Elisabeth Moltmann-Wendel Monday: On Friendship

Happy Moltmann Monday! Today I want to share another selection from Elisabeth Moltmann-Wendel, from her book Rediscovering Friendship, which is laser-zapping good on the topic of Jesus, friendship, and the treatment of women:

Yet another tradition of friendship has its roots in the New Testament, but it keeps being forgotten. This is the friendship between Jesus and Mary Magdalene. It is the oldest and most important women’s tradition, but was soon suppressed by another women’s tradition: Mary the mother of Jesus was favored by the church as it developed along patriarchal lines. Her role, still thin in the New Testament, was revalued and fantasized on. The result was that in the early period of Christianity, two models of women stood over against each other: that of friendship, embodied by Mary Magdalene, and that of motherhood, depicted in Mary, the mother of Jesus.

While over the years Mary was exalted above all women, Mary Magdalene’s descent to become the great sinner began, a role which was equally full of fantasy. In this process it becomes clear that in the structures of the church, which were becoming increasingly powerful, an unmarried mother and friend had inevitably to come off worse than the wife and mother.

First of all, most of you have probably learned that much of what we’ve been told about Mary Magdalene is wrong and not biblical. What we do know is that she was among the first group of disciples who traveled around Galilee with Jesus, and we know she was the first to see the risen Christ on Easter morning and therefore the first preacher of the resurrection. Here’s what Christian history has done with that information. First, it has tried to make her into a prostitute, and then it tried to make her Jesus’ wife. Neither of those things are true.

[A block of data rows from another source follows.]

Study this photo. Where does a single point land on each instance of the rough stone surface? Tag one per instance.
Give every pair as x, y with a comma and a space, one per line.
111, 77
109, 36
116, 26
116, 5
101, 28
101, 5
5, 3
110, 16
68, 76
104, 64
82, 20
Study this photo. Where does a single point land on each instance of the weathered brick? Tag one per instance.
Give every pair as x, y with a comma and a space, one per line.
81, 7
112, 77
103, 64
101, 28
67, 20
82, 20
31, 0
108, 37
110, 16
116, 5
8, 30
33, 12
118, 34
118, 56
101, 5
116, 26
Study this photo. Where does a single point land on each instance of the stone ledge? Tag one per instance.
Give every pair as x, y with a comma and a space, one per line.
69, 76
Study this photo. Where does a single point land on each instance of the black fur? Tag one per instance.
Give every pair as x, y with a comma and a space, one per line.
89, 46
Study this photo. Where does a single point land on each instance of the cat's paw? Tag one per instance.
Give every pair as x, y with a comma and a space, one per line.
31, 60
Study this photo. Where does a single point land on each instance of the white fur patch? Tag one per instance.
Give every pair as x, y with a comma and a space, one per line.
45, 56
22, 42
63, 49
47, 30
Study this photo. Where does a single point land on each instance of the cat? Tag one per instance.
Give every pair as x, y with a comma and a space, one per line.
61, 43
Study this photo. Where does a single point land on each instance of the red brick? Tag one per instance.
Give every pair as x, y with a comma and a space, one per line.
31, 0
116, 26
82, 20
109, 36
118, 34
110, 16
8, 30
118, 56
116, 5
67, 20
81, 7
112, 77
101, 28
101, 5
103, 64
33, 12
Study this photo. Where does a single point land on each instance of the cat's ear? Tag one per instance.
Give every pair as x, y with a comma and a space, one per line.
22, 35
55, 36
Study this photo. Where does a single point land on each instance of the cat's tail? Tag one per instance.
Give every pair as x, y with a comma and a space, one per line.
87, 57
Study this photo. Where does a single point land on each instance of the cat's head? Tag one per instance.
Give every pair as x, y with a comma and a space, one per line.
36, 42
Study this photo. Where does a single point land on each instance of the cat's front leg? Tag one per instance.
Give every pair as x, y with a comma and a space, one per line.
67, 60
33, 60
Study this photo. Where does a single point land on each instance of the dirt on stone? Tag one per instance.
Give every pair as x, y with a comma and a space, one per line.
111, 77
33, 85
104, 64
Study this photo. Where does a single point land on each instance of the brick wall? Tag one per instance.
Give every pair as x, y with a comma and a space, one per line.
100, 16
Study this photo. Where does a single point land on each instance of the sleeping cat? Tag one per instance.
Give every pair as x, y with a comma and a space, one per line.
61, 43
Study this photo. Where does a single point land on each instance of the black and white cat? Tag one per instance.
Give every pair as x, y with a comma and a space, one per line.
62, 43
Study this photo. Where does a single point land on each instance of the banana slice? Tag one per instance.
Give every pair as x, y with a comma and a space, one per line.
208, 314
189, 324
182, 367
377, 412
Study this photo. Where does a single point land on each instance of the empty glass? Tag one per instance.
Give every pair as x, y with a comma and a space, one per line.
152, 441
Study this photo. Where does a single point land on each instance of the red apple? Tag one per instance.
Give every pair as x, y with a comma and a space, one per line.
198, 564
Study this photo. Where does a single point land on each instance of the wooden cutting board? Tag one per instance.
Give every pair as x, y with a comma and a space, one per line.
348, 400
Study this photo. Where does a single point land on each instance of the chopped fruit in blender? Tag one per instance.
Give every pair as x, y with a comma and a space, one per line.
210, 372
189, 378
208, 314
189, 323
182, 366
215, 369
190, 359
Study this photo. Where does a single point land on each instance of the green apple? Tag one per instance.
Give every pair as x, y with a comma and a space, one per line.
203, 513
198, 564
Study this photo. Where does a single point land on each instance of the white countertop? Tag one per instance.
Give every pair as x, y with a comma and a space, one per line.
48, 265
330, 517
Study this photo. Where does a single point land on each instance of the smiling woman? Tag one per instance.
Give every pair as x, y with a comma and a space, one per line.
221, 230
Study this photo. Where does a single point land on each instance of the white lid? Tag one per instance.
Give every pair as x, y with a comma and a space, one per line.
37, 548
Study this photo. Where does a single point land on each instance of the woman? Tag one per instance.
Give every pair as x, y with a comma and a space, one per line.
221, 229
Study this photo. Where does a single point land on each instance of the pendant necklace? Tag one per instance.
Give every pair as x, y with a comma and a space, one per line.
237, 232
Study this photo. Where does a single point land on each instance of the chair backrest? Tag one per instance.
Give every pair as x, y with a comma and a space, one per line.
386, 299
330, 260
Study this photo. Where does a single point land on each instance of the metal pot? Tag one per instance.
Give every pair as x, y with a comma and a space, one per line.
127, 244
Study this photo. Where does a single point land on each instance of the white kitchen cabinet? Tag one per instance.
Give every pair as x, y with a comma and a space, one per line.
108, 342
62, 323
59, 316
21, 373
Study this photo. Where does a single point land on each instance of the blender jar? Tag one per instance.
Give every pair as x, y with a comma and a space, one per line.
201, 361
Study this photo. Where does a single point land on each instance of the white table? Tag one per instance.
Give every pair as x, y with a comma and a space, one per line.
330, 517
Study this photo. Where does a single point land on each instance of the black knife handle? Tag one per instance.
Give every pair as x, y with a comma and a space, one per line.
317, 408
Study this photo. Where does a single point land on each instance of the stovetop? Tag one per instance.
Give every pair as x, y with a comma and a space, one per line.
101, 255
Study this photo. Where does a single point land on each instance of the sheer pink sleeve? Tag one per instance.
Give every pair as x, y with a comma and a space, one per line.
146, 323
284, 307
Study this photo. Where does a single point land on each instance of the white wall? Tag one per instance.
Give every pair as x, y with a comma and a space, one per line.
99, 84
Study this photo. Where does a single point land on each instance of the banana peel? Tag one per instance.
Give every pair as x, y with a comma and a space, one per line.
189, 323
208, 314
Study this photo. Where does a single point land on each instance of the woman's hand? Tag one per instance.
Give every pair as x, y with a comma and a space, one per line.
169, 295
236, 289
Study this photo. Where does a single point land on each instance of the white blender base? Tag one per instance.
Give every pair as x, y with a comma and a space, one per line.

What is true is that Mary Magdalene was a friend of Jesus, and a follower of Jesus. What is true is that she was both independent and faithful. What is true is that Jesus entrusted the most important news of the world into her care.

As Moltmann-Wendel points out, Christian tradition far favored Mary, who served in a role that was much less threatening to the powers that be. That isn’t to say Mary doesn’t play a beautiful part in the story, of course. But it’s worth pointing out that Mary is allowed to play that part because it’s acceptable, while Mary Magdalene’s part, equally beautiful, has been maligned, dismissed, and disparaged in every way.

Why are we so afraid of friendship?

I think about that a lot as someone who has a number of my dearest friends who are men. I think about how people always want to know if something is going on, or ever was going on, or if something could possible be going on in the future that should prevent us from being friendly. I think these people who wonder these things greatly discount the power and goodness and enough-ness of friendship, full stop. What is actually and only going on- friendship, cameraderie, mutual respect, intellectual conversation- does not need any aspect of sexuality, from prostitution to motherhood, to justify it. Friendship is its own reward.

For Jesus, who gathered people together and who met with everyone as not only an equal but as a servant to them, and who told his disciples in John 15 “I no longer call you servants but friends,” I think it’s worth exploring how, when and why we disparage friendship rather than glory at the richness it brings to our lives, particularly when it is friendship with Jesus.

I tell the story in my book Where Jesus Prayed that we were able to visit the still-being-built church in Magdala, which was being built in honor of Mary Magdalene, and all the unnamed women who followed Jesus. (The photo above is the mural of Jesus and Mary Magdalene from there.) It was such a beautiful and spacious place, such a worthy companion to the host of churches that carry the story of Jesus. It took us two thousand years too long to build it.

Christian history has too long suppressed the voices of women in the church, and this history is perhaps at its zenith inĀ its treatment of Mary Magdalene. It’s high time we rediscover and celebrate the friendship Jesus had with women, simply because friendship is part of discipleship. Moltmann-Wendel ends the first page of this chapter with this insightful question:

What form might be taken by a church in the spirit of Mary Magdalene, the first witness to the resurrection, apostle and friend of Jesus?

It’s far past time we ask ourselves that question.